Rozdział 41:Przyjazd Simona i Hanka do Kanady.

78 2 0
                                    

Był już 27 czerwca godzina 05:30,Simon wstał po czym ubrał się i następnie spakował swoje rzeczy wszystkie i przyszedł Hank do jego pokoju.

Simon:Cześć Hank.

Hank:Cześć Simon ty już się spakowałeś.

Simon spojrzał się na Hanka po czym mu odpowiedział.

Simon:Planowany wyjazd mamy o 07:50 i włącznie 8 godzin podróży przez cały dzień,to ja już się spakowałem po prostu.

Hank:Masz rację Simon i chyba ja pójdę się pakować jednak,jak coś wiesz gdzie mnie szukać.

Simon:Tak wiem gdzie Hank.

Hank wyszedł z pokoju Simona aby się spakować.

Tym czasie Samantha spała po czym wstała o 06:44 ubrała się po czym zeszła na dół jej mama właśnie miała iść do pracy.

Mama:O już nie śpisz córciu jak noc minęła tobie.

Samantha:Miarę mamo.

Samantha zrobiła się smutna po czym ją mama objęła.

Mama:Oh Samantha już dzisiaj przyjedzie wujek Hank i twój chłopak Simon.

Samantha aż zapomniała że dziś jest ten dzień przyjazdu ich.

Samantha:Naprawdę aż o tym zapomniałam a tak wogóle o której wrócisz?.

Mama:Ja kończę pracę o 16:20.

Samantha:Rozumiem zrobię dla nas obiad i deser na wieczór.

Mama:Hmm brzmi smakowicie.

Mama Samantha spojrzała na godzinę aby już jechać do pracy.

Mama:Kurczę muszę już jechać aby dojechać na 07:40 wrazie czego dzwoń do mnie jakbyś czego potrzebowała ode mnie.

Samantha:Dobrze mamo trzymaj się i życzę ci miłego dnia w pracy.

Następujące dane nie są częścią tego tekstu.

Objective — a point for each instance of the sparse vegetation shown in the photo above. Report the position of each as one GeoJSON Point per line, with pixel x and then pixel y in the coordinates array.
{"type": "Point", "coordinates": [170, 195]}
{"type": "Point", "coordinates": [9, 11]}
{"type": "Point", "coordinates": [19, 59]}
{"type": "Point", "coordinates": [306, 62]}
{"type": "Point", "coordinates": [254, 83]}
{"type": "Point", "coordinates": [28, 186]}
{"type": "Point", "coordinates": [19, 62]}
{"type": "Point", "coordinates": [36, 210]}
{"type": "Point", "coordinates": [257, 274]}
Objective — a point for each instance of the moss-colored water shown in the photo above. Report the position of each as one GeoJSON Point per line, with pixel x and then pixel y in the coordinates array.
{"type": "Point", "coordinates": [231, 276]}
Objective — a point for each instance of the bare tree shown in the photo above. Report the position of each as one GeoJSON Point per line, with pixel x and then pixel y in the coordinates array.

Samantha przytuliła swoją mamę na pożegnanie.

Mama:Dziękuję ci córciu tobie również życzę miłego dnia.

Po czym wyszła mama Samantha do pracy a Samantha poszła zajrzeć do kuchni aby coś przygotować na wieczór gdy przyjedzie Simon wraz z jej wujkiem Hankiem.

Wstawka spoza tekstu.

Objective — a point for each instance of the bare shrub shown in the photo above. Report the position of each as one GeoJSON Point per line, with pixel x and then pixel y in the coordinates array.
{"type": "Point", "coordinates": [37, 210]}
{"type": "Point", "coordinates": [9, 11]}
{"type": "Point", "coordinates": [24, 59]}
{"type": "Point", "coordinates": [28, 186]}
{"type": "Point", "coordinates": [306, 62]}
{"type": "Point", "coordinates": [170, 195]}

Samantha myśli:Muszę pomyśleć co zrobić na wieczór hmm.

Samantha chwilę się zastanowiła.

Samantha:Wiem zrobię zapiekankę warzywną a na deser będzie Scones bułeczki słodkie które zrobiłam Simonowi i sobie kiedy byliśmy w Las Vegas.

Gdy już Samantha wiedziala co będzie
robić po południem tym czasie już Simon wraz z Hankiem mieli już się szykować na podróż.

Hank włożył swoje i Simona rzeczy do samochodu.

Wszyscy z bazy wojskowej chcieli pożegnać się z Simonem i Hankiem.

Gdy wszyscy już się z nimi pożegnali odjechali z bazy wojskowej do portu transportu wodnego aby przepłynąć morze na drugi brzeg.

Minęło 9 godzin była już godzina 19:29 Samantha patrzyła na godzinę nadal i czekała na Simona aby go zobaczyć.

Samantha:Gdzie jesteście.

Mama:Pewnie korki są i dlatego tak długo im zajmuje dojazd kochanie.

Samantha:Eh idę na górę poczytać i posłuchać muzyki u siebie w pokoju.

Mama:W porządku córciu idź narazie do siebie dam ci znać kiedy przyjadą dobrze.

Samantha:Dobrze.

Samantha zawiedziona poszła do swojego pokoju.

Po 25 minutach nadjechali pod dom Simon wraz z Hankiem.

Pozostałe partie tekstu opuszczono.